Trabajaba febrilmente.
Pasó una hora.
Jorge preguntó cuánto tiempo le iba a llevar.
Richard indiferente:
—¿Esto? Puede llevarme toda la noche. Cuando me pongo no paro.
Jorge captó la indirecta. Dio las gracias.
Hablarían al día siguiente a la hora del almuerzo.
Salió.
Bajó por Lundagatan.
En el metro de camino a casa: pensamientos. Los asquerosos viejos selectos no estaban contentos con sus vidas. Obligados a tirarse a putas adolescentes para sentirse bien. La hipocresía de los suecos, desenmascarada. El mundo de los pateros era más honesto. La Suecia de los inmigrantes era más honesta.
Por algún motivo, esa noche durmió bien.
Al día siguiente, a las doce y media llamó el friki de la informática.
—¿Has arreglado las fotos?
—¿Que si las he arreglado? Parece que las han hecho con una cámara de doce megapíxeles y flash, por lo menos.
—¿Y?
—He pasado las fotos por algunas bases de datos. Pensé que te gustaría.
—¿Bases de datos?
—Sí. ¿No quieres sabes quiénes son los viejos?

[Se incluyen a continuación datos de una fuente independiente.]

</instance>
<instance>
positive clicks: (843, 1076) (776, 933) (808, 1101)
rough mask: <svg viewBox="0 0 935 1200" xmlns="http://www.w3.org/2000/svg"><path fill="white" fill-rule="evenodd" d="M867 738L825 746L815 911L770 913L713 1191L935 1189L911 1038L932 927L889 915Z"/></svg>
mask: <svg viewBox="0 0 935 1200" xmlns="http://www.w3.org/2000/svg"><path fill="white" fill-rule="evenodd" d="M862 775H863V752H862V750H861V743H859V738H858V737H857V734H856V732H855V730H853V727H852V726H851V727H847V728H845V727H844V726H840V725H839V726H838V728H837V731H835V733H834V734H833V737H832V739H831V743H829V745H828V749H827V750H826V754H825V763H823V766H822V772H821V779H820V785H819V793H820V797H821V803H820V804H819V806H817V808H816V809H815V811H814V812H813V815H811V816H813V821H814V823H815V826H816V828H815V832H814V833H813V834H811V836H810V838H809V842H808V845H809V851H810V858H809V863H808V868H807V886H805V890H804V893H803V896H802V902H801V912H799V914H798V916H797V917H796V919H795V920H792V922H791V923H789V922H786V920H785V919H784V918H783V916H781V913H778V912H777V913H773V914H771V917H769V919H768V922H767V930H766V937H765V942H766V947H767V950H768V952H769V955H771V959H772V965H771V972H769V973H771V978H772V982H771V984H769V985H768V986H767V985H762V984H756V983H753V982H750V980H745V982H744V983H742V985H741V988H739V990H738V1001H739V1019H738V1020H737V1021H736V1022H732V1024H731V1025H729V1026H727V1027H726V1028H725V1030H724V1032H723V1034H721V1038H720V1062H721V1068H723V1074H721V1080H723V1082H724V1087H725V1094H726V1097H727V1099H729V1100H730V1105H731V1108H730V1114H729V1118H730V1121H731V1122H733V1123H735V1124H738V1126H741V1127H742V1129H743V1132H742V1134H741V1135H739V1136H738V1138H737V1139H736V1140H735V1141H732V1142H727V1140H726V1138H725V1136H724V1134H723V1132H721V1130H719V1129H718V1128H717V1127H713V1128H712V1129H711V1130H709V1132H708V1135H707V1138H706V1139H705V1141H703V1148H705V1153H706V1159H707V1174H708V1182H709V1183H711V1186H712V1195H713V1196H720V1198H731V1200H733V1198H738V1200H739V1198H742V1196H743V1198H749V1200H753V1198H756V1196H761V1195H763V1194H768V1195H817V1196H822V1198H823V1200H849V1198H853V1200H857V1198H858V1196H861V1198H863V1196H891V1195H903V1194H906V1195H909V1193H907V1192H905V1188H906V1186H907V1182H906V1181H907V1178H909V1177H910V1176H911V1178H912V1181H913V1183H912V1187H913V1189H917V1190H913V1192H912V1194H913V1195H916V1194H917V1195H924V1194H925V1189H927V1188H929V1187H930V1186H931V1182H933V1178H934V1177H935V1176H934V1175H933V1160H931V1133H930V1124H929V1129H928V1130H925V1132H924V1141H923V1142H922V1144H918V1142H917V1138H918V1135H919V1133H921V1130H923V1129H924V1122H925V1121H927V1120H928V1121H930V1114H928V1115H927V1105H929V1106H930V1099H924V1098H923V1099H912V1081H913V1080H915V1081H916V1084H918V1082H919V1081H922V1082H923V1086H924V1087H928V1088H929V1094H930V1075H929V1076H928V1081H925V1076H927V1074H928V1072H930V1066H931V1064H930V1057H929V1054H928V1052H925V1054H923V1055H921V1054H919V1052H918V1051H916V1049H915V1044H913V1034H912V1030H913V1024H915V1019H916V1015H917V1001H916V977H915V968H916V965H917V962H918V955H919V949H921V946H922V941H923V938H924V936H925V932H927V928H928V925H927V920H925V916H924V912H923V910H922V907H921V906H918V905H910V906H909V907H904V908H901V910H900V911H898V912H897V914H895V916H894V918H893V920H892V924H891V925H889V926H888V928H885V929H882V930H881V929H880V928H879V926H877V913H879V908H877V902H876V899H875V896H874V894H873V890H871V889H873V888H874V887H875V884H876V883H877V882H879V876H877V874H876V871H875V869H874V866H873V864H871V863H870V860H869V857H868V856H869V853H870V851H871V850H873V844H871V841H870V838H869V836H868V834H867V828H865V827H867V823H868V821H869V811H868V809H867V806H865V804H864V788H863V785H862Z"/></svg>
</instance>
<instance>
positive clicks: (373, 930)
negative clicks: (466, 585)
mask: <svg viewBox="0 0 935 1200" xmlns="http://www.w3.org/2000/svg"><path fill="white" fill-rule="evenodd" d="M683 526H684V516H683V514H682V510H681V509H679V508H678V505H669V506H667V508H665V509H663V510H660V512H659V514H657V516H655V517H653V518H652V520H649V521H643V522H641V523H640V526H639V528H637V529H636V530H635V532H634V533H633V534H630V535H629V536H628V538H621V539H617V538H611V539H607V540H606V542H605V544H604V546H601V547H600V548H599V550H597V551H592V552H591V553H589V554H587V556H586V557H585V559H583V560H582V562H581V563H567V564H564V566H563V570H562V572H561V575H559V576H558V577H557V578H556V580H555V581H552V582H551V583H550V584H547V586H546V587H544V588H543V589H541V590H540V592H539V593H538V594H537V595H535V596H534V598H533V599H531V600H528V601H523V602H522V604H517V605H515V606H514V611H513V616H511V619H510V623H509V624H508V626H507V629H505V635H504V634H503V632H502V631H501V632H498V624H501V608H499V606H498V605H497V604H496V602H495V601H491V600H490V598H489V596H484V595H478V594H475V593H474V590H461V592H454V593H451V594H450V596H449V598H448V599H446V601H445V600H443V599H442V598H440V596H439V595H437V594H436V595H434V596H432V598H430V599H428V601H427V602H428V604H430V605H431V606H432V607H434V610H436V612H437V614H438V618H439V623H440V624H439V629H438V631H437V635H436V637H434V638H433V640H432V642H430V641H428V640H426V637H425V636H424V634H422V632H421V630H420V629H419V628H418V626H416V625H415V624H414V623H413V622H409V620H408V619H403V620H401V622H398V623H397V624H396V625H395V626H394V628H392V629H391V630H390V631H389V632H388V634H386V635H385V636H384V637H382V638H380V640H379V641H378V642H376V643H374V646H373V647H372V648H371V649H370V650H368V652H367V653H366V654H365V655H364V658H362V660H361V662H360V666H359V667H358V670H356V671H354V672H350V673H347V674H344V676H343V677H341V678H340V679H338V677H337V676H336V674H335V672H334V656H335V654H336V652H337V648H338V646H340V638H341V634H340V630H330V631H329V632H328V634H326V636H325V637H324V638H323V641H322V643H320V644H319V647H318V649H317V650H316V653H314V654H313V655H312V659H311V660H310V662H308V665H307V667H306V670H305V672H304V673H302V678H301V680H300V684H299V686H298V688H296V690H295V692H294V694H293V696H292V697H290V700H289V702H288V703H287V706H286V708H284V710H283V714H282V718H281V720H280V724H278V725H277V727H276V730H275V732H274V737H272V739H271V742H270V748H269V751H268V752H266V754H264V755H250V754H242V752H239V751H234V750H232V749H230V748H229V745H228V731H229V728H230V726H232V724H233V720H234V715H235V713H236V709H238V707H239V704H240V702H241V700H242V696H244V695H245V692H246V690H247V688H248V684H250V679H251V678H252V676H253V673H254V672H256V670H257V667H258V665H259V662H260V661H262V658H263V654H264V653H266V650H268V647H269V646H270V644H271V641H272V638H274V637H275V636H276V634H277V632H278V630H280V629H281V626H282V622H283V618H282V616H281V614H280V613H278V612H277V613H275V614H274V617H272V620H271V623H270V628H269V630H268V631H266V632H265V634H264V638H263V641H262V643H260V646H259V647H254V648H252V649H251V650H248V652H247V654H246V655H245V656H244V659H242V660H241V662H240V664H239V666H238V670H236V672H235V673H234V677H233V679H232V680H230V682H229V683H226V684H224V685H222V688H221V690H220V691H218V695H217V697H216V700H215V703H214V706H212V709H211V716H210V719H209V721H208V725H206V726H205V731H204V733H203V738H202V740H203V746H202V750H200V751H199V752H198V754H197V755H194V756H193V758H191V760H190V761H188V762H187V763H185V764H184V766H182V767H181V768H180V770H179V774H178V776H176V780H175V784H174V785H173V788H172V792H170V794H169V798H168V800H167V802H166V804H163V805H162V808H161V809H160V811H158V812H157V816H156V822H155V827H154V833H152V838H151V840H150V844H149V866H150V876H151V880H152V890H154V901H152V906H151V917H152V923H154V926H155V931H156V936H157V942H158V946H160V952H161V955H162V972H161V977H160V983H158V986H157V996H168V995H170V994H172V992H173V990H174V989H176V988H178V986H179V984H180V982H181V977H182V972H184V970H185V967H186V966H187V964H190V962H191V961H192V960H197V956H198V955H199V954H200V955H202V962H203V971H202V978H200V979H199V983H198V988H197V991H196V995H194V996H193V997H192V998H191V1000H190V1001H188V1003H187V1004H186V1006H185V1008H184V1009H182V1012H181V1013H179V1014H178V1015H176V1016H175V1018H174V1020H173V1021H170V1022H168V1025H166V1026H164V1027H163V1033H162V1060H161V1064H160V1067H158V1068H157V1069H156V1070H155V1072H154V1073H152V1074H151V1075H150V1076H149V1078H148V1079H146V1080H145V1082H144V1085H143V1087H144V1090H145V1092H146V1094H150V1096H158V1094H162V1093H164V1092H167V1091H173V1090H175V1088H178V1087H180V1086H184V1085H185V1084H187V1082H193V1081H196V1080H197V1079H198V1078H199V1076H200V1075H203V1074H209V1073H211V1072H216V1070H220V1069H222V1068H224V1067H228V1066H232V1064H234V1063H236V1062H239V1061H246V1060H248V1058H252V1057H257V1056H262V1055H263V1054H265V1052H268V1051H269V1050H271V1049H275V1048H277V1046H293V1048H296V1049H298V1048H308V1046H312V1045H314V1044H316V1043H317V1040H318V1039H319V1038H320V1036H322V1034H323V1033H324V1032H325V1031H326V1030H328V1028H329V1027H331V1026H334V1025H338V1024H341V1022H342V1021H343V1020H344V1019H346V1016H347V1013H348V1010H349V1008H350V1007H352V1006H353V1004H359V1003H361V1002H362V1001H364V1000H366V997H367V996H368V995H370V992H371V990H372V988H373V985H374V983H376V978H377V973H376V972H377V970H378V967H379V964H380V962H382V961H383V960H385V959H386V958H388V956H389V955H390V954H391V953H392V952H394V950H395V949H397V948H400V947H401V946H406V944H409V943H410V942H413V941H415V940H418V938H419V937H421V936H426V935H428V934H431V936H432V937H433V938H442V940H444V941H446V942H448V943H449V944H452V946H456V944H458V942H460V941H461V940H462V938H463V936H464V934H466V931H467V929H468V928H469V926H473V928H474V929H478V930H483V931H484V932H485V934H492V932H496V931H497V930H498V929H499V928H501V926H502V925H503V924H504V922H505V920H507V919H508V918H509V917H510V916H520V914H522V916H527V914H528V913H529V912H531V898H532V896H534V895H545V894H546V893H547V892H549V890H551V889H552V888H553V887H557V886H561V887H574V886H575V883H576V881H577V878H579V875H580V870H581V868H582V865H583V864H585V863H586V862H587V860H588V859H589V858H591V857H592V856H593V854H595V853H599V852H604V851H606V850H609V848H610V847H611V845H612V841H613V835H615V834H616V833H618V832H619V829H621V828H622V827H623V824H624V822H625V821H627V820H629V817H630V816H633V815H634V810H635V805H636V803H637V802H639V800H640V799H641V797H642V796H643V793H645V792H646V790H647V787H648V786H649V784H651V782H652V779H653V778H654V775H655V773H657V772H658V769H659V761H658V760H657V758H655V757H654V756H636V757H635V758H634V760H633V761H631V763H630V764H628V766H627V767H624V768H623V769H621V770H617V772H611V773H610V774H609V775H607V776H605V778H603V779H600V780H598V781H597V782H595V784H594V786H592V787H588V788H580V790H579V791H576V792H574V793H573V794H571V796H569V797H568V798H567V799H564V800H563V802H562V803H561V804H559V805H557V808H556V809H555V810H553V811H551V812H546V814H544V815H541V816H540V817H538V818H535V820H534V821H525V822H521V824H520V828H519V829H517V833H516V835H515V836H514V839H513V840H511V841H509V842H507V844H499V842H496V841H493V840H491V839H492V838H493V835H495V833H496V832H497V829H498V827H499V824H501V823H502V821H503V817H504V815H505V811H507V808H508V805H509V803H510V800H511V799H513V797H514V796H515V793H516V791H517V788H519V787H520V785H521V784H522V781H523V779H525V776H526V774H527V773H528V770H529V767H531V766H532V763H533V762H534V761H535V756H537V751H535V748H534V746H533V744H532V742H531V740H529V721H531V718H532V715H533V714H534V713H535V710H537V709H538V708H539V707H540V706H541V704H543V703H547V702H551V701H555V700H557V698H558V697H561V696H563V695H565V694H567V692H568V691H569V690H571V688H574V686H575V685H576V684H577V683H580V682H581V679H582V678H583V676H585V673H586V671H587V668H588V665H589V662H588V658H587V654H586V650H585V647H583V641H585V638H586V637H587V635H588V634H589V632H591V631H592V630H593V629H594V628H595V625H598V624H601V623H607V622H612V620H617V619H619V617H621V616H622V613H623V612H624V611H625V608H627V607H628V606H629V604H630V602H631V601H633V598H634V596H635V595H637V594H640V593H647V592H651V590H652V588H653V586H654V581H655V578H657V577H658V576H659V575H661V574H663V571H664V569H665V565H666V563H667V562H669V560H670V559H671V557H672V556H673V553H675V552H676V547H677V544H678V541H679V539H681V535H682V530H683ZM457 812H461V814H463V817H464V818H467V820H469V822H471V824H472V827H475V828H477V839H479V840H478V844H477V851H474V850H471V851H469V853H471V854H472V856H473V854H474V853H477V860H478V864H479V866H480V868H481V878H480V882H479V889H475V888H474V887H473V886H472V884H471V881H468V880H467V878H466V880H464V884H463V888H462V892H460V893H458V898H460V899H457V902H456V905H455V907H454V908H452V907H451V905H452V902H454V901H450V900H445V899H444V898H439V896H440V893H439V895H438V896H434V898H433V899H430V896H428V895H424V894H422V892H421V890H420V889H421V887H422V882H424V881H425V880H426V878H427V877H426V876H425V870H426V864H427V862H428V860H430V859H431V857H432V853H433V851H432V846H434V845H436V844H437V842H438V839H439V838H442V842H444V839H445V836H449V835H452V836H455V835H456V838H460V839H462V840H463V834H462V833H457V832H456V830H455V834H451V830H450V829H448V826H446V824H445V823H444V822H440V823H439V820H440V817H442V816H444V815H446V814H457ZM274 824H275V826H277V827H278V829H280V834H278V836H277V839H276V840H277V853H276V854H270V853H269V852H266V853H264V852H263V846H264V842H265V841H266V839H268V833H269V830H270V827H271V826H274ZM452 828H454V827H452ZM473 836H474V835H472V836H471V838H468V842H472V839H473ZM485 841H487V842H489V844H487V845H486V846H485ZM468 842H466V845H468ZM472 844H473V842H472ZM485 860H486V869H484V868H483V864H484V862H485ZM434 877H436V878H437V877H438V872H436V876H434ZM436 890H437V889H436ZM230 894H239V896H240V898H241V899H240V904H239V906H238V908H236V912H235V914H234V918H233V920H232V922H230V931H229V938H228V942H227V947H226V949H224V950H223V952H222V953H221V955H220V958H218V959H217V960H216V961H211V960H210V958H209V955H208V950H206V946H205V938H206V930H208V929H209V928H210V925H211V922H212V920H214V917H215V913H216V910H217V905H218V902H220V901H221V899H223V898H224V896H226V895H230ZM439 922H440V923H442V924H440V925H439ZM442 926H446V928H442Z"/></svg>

Más de lo que Jorge se había esperado. Sintió que la piel se le erizaba.
Demasiado.
Richard continuó:
—El de la tía en las rodillas es Sven Bolinder. Presidente del consejo de administración y dueño principal de una de las principales compañías bursátiles de Suecia. Al que le besan, es el heredero de una empresa, no creo que la conozcas, pero es grande de cojones. El tío contra la pared con esa sonrisa de friki es amigo del rey y un verdadero pijo. Por último, pero no por eso menos importante, el hombre al que le están dando un masaje en la polla era el más fácil, es un Wallström.